Kafka and file system
Kafka is hyper optimised for sequential read of messages.
The “Sequential” part is crucial as it lets as reduce a lot of architecture complexity. In a typical B-Tree you can expect these operations to have O(log N). But, in the case of Kafka only one is enough because kafka manages an append only log, which means read, write and update are all O(1) This relative ease of message management also enables kafka to maintain messages for longer periods than a typical message queue
Reduced Byte copying
Typically, Data is read from input and then transformed and, pushed to output.
Kafka uses few optimizations to overcome this.

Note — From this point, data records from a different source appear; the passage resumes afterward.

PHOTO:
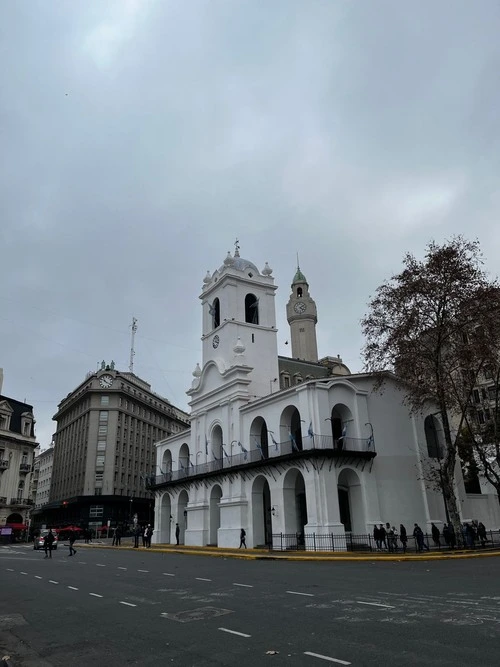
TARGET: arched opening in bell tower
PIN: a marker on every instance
(251, 309)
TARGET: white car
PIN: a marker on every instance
(39, 539)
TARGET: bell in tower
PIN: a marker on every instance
(302, 317)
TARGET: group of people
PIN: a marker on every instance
(386, 537)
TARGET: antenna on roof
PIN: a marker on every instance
(132, 342)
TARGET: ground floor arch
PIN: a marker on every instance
(165, 518)
(182, 514)
(351, 508)
(261, 512)
(214, 515)
(295, 503)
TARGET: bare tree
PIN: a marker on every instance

- all consumers, producers, clients and servers utilize the same message format, so that there is reduced byte processing.
- the
sendfile
syscall is utilized, so that data does reaches the userspace and gets handled by the kernel. - batching messages sent from server to client, so that data is packed efficiently per network call and there are no wasted bytes
Kafka Consumer design
The consumer polls in batchs
Kafka used to have zookeeper now, it utilizes a RAFT based consensus mechanism after the KIP-500 update.